In this blog, I will show you how to create a Databricks and Blob storage resource on the Azure portal. Then we will create a cluster on Databricks and write a script to connect Azure Databricks to Azure blob storage in part 2 of this blog.
Let’s get started.
Create an Azure Databricks Service
You will need an Azure subscription to begin with. If you do not have one create one for free by going here.
Sign in to Azure portal and click on Create a resource and type Databricks
Click on create
You will see the following screen
- Subscription: Select your subscription
- Resource Group: Create a new resource group or use an existing one if you already have it created.
- Workspace name: Enter a workspace name of your liking
- Region: Select a region closest to you
- Pricing tier: Go for the trial version if you are just getting started with Databricks.
Click on Review + create. In a couple of minutes your workspace should be created in the specified Resource group. Go to the resource and click on Launch Workspace. You will see the following screen:
Creating a cluster.
On the left-hand menu click on the Clusters option. Then you will see the below screen to create a cluster.
- Cluster name: Give a suitable cluster name
- Cluster mode: There are 3 options.
- Standard- (By default choose this option). Choose this option if your workload is not extensive and if you are fine with resources getting hogged by a single user when multiple people are running workloads on the same cluster.
- High concurrency- Choose this option when you know many people are going to be simultaneously working on this cluster. This mode does not support the Scala language.
- Single Node – This cluster has no workers and runs Spark jobs on the driver node. In contrast, Standard mode clusters require at least one Spark worker node in addition to the driver node to execute Spark jobs. Use this for lightweight workloads.
- Pool: To reduce cluster start time, you can attach a cluster to a predefined pool of idle instances. When attached to a pool, a cluster allocates its driver and worker nodes from the pool. We will keep it as None for this tutorial.

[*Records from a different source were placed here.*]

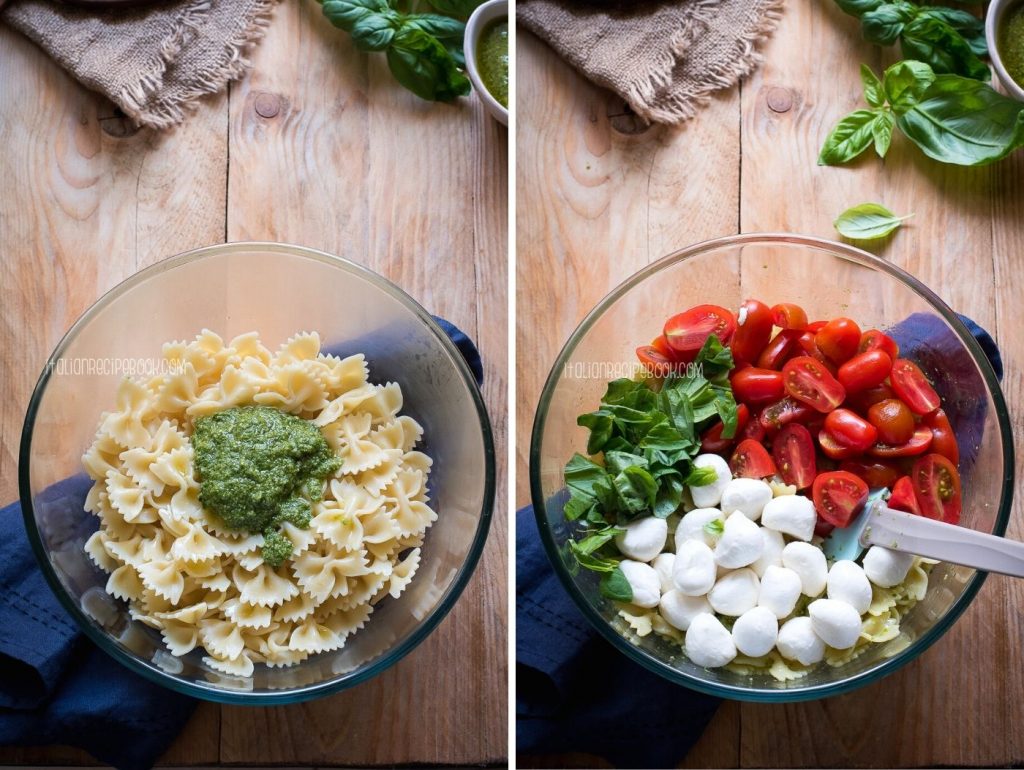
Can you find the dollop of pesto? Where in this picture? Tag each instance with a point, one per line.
(255, 464)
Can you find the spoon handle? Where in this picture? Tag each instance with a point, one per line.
(936, 540)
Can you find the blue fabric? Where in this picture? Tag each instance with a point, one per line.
(56, 686)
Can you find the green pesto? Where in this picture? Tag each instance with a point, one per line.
(493, 59)
(254, 465)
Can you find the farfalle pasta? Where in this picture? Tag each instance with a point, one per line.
(340, 545)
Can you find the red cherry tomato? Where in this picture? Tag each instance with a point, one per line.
(943, 438)
(687, 332)
(919, 444)
(937, 486)
(838, 497)
(753, 385)
(872, 339)
(850, 429)
(794, 452)
(894, 421)
(808, 381)
(752, 336)
(839, 339)
(864, 371)
(911, 385)
(712, 439)
(788, 315)
(751, 460)
(780, 348)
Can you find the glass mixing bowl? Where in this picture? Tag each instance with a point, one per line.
(278, 291)
(827, 280)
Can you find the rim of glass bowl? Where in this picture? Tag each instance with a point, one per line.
(752, 693)
(205, 692)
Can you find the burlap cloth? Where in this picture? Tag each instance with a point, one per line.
(154, 62)
(664, 57)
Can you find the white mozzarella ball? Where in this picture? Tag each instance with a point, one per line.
(709, 496)
(643, 539)
(709, 643)
(663, 565)
(836, 623)
(771, 554)
(885, 567)
(735, 593)
(740, 543)
(797, 641)
(809, 562)
(848, 583)
(791, 514)
(755, 632)
(693, 570)
(747, 495)
(780, 588)
(679, 609)
(643, 581)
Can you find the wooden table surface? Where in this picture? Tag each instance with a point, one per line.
(317, 146)
(598, 198)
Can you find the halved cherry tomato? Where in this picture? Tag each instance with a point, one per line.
(903, 498)
(919, 444)
(788, 315)
(754, 333)
(893, 419)
(780, 348)
(838, 497)
(850, 429)
(943, 438)
(751, 460)
(839, 339)
(794, 452)
(911, 385)
(753, 385)
(808, 381)
(937, 486)
(687, 332)
(872, 339)
(712, 439)
(864, 371)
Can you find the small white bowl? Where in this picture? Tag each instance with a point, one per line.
(483, 15)
(993, 19)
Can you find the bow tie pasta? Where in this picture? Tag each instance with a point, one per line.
(257, 505)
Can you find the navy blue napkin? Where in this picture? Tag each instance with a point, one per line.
(56, 686)
(577, 693)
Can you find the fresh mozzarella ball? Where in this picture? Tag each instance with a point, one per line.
(848, 583)
(711, 495)
(791, 514)
(679, 609)
(798, 641)
(780, 588)
(691, 526)
(709, 643)
(643, 539)
(643, 581)
(693, 570)
(885, 567)
(809, 562)
(735, 593)
(740, 543)
(771, 554)
(836, 623)
(755, 632)
(747, 495)
(663, 565)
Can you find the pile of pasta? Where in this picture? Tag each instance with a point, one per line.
(203, 586)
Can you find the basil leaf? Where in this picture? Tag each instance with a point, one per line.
(964, 122)
(867, 221)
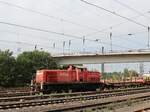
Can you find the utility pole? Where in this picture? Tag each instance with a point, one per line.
(148, 37)
(69, 45)
(54, 45)
(83, 42)
(63, 46)
(102, 65)
(35, 47)
(110, 41)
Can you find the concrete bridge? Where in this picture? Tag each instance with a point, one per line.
(98, 58)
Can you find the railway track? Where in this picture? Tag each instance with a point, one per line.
(100, 104)
(47, 101)
(14, 93)
(32, 97)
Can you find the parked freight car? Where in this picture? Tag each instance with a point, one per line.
(73, 78)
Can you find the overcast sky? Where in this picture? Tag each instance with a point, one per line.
(75, 18)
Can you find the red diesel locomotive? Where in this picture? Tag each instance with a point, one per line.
(73, 78)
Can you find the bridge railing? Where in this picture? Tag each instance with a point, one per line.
(100, 53)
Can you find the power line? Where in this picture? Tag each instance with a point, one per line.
(133, 9)
(46, 15)
(41, 30)
(52, 32)
(114, 13)
(116, 25)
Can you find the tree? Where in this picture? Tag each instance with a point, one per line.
(29, 62)
(7, 69)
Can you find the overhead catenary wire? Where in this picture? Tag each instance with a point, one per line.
(47, 15)
(53, 32)
(132, 9)
(114, 13)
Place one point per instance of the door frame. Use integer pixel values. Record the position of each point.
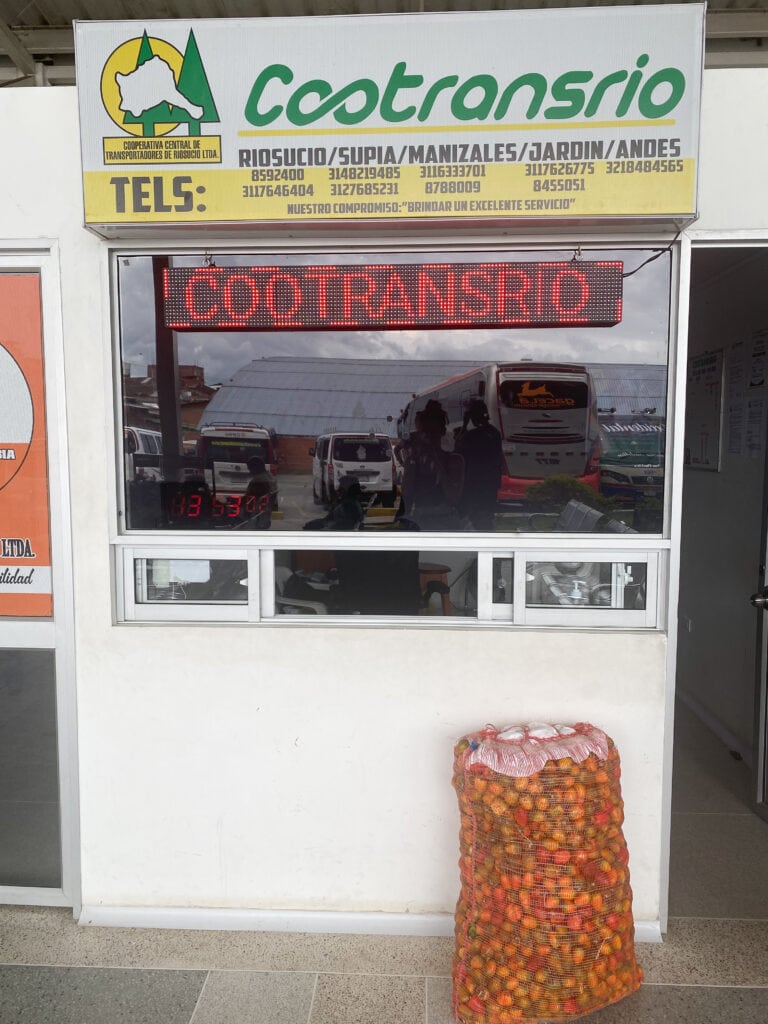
(752, 240)
(42, 257)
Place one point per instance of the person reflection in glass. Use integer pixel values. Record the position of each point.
(260, 496)
(479, 443)
(346, 512)
(432, 477)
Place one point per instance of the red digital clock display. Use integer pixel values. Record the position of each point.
(394, 296)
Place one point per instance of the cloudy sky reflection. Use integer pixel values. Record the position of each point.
(641, 337)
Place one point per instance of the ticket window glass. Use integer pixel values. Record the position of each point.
(236, 423)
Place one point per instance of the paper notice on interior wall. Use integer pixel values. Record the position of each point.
(736, 371)
(758, 365)
(735, 427)
(755, 427)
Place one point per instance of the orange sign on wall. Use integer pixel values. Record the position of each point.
(25, 530)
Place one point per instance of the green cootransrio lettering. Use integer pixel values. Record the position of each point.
(252, 113)
(407, 96)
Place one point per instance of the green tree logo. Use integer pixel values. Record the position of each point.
(150, 88)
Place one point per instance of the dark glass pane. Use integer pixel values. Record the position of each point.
(460, 430)
(30, 835)
(375, 583)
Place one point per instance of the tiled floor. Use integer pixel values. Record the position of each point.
(712, 968)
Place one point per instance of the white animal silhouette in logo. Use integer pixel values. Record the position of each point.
(152, 83)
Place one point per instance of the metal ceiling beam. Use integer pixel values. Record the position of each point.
(10, 45)
(737, 25)
(734, 39)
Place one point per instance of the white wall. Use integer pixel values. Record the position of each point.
(723, 516)
(298, 768)
(733, 152)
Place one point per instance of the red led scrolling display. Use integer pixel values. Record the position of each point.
(395, 296)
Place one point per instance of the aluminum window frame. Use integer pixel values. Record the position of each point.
(652, 549)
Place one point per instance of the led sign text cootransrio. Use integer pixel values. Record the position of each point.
(434, 296)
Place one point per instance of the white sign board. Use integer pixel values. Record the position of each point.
(567, 114)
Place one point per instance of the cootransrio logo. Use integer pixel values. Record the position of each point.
(645, 92)
(148, 88)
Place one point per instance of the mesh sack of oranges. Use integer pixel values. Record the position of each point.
(544, 926)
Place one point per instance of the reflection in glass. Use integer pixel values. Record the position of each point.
(582, 585)
(503, 581)
(30, 836)
(375, 583)
(190, 580)
(470, 430)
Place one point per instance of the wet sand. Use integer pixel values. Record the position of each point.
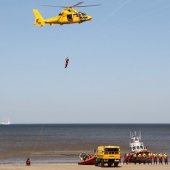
(79, 167)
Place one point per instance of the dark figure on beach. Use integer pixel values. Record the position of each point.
(28, 162)
(155, 158)
(160, 158)
(66, 62)
(165, 158)
(150, 158)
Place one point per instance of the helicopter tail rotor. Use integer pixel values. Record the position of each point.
(39, 20)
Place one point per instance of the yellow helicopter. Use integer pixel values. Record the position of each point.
(67, 16)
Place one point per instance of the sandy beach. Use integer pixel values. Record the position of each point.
(79, 167)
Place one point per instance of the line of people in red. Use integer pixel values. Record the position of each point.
(146, 158)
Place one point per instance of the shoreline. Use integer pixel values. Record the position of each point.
(73, 166)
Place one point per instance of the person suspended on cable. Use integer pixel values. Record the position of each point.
(66, 62)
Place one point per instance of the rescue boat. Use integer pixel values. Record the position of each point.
(138, 152)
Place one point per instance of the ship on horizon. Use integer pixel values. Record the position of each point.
(5, 122)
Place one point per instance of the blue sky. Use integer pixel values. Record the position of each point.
(119, 63)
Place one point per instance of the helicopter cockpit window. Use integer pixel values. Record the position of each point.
(69, 17)
(82, 15)
(75, 15)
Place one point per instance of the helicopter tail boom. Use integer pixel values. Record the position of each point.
(39, 20)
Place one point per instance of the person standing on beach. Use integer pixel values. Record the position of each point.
(155, 158)
(134, 158)
(66, 62)
(28, 162)
(165, 156)
(149, 158)
(160, 158)
(139, 158)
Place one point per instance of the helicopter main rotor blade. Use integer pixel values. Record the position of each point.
(88, 5)
(76, 4)
(54, 6)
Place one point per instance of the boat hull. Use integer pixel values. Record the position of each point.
(88, 161)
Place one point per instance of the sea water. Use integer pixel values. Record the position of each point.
(62, 143)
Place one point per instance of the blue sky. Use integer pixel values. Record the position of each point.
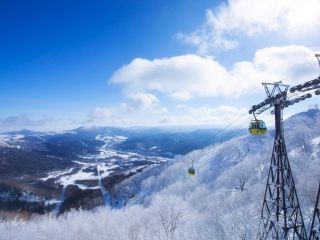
(69, 63)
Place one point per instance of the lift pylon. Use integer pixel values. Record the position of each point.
(281, 216)
(315, 225)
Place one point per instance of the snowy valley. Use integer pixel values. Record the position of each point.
(222, 201)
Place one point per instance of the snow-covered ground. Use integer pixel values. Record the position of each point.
(222, 201)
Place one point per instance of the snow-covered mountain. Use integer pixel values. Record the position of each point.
(222, 201)
(78, 168)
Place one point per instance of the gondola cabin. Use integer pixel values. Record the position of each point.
(257, 127)
(191, 171)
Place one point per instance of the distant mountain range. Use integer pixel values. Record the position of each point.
(84, 163)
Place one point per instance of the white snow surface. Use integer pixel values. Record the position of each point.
(166, 203)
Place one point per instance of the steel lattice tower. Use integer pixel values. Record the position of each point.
(281, 216)
(315, 226)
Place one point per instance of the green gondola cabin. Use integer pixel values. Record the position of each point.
(257, 127)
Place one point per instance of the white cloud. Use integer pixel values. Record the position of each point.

- Databricks Runtime version: Databricks runtimes are the set of core components that run on your clusters. There are many options available here some of them optimized for specific purposes. We will use a stable runtime instead of the latest one here.
- Autoscaling: Enable autoscaling if you are workload is unpredictable. When you create an Azure Databricks cluster, you can either provide a fixed number of workers for the cluster or provide a minimum and a maximum number of workers for the cluster. When you provide a fixed size cluster, Azure Databricks ensures that your cluster has the specified number of workers. When you provide a range for the number of workers, Databricks chooses the appropriate number of workers required to run your job. This is referred to as autoscaling. We will keep it disabled here.
- If you keep a cluster running it is going to cost you. So Azure Databricks provides you the option to automatically terminate a cluster if there has been no activity for a certain duration. Put a value between 10 mins and 60 mins depending upon your requirement.
- Select a Worker and Driver type depending upon your workload.
Then hit Create Cluster on the top. It will take some time to create and start the cluster
Create a notebook
A notebook in the spark cluster is a web-based interface that lets you run code and visualizations using different languages. Once the cluster is up and running, you can create notebooks in it and also run Spark jobs. In the Workspace tab on the left vertical menu bar, click Create and select Notebook:
Name the notebook, choose your preferred language and select a cluster you want your notebook to be attached. Make sure the cluster is turned on
Create Blob storage and upload a csv file into the container
First, you need to create a Storage account on Azure. Go here if you are new to the Azure Storage service. Then we will upload a .csv file on this Blob Storage container that we will access from Azure Databricks.
After creating the storage account, we create a container inside it.
Create a new container by clicking on + Container as shown below
Type a name for the container, I am selecting the default access level as Private and finally hit the Create button
After creating the container open it and upload a csv file there by clicking the upload button as shown below. You can find the two csv files here. We will use these files to run a python script in the next part of the blog.
Now the Azure Storage account structure looks somewhat like this: Azure Storage Account (databricksblog1) >> Container (blogdemo) >> Block Blob (.csv files).
In the next part of the blog, we will mount blob storage to Databricks and do some transformations in the notebook.